昨年、待機児童数が全国一だった名古屋市は、
十年契約の「賃貸型」や、マンションの一室を利用した「家庭保育室」などを増やし、
昨年よりも大きく減らした。
ただ、三歳か四歳以降、再び入所先を探さなければならないケースが増え、
子どもや保護者の負担が大きくなっている。

 「小学校に入るまで、安心して通い続けられる保育所がほしい」。
同市で二人の未就学児を育てながら会社を営む女性(29)は、
取引先との打ち合わせを終えると、電話対応しつつ
保育所へ下の子(1つ)を迎えに向かう。
 今春、保育所に申し込んだが定員に空きがなく、
近所の認可保育所に週三日、一時保育で預ける。
「代わりに子どもをみてくれる人はいないからありがたい」とはいうものの、
預けたい日に予約を取れないことも。

 毎日働くのだから毎日預けたいが、この保育所の一時保育には行政からの助成がなく、
定期的に預けても一時間八百円。
一日の保育時間を短くしても、月に五万~六万円はかかる。
「正規に入所できれば保育料は安く済み、仕事も落ち着いて取り組めるのに」

     ◇

 名古屋市の今年四月の待機児童は二百八十人。
全国最多だった昨年四月より、七百五十二人減った。
待機児童の八割はゼロ~二歳児で、市はこの年齢に絞って定員枠を増やす方針だ。

 五歳児まで通える標準型の認可保育所新設は抑え、
ゼロ~二歳児までの「家庭保育室」や、
土地や建物を十年間借りて運営する「賃貸型」を、
待機児童の多い地域で集中的に開所。
来年四月にも同様の対応で、千人分以上を増やす予定だ。

 市から土地と建物を借り受けて、
宗教法人が運営する「あかつき三の丸保育園」(名古屋市中区)は今年四月に開園。
ゼロ~三歳児が入所し、定員いっぱいの三十人が過ごす。

 開所が決まったのは昨秋と急だったが、
同じ法人が自転車で移動できる範囲に別の保育園を運営している。
法人の代表は「過去に分園をつくった経験もあるので、
すぐに対応できた」という。

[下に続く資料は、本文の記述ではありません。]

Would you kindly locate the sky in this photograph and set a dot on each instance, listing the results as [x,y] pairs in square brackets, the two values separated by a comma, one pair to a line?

人数が少ない分、感染症が少ないのは大きな利点。

 一昨年十二月に開園した同市千種区の清明山保育園は、
工事前から住民への事前説明に何度も足を運んだ。
「子どもの声や送迎車の駐車問題などで、
住宅地に保育園が共存することは一般的に難しく、土地の吟味も必要。
しかし、応募までに時間がなかった」と振り返る。
同園の場合、事前調整のおかげで地元との関係は良好だ。
「十年間の賃貸だが、地域に溶け込んでいるし、
保育のニーズがなくなるとは思えない」と園長は話す。

 両園とも三歳児まで。懸案は四歳以降の行き場だ。
全員が希望園に入れる確約はなく、保護者からは不安の声が上がる。
「せっかく慣れた所。同じ場所に通いたい」という要望も根強い。
二、三歳児で家庭保育室などを卒園すると、保護者は再び仕事をしながら、
保育所探しをしなければならない。
子どももようやく慣れた場所を離れなくてはならず、負担が大きい。

 「保育園を考える親の会」(東京)代表の普光院亜紀さんは
「皆ずっと通える園に入りたい。やむを得ず途中までの園に入るのだから、
行政はせめてそれ以降の道筋をつけなければいけない」と指摘する。

 (稲熊美樹)

 <待機児童> 認可保育所に入所したくても入れなかった子の数。
ただし、保護者が育児休業中だったり、
名古屋市の「家庭保育室」や横浜市の「横浜保育室」など、
自治体が独自の補助金を出すが、国が定める「最低基準」を
一部下回る基準の施設に入所したりする場合は除外。
名古屋市の場合、既に仕事をしていて月64時間以上、
一時保育を利用している場合や、特定の保育所だけを希望する場合も除外される。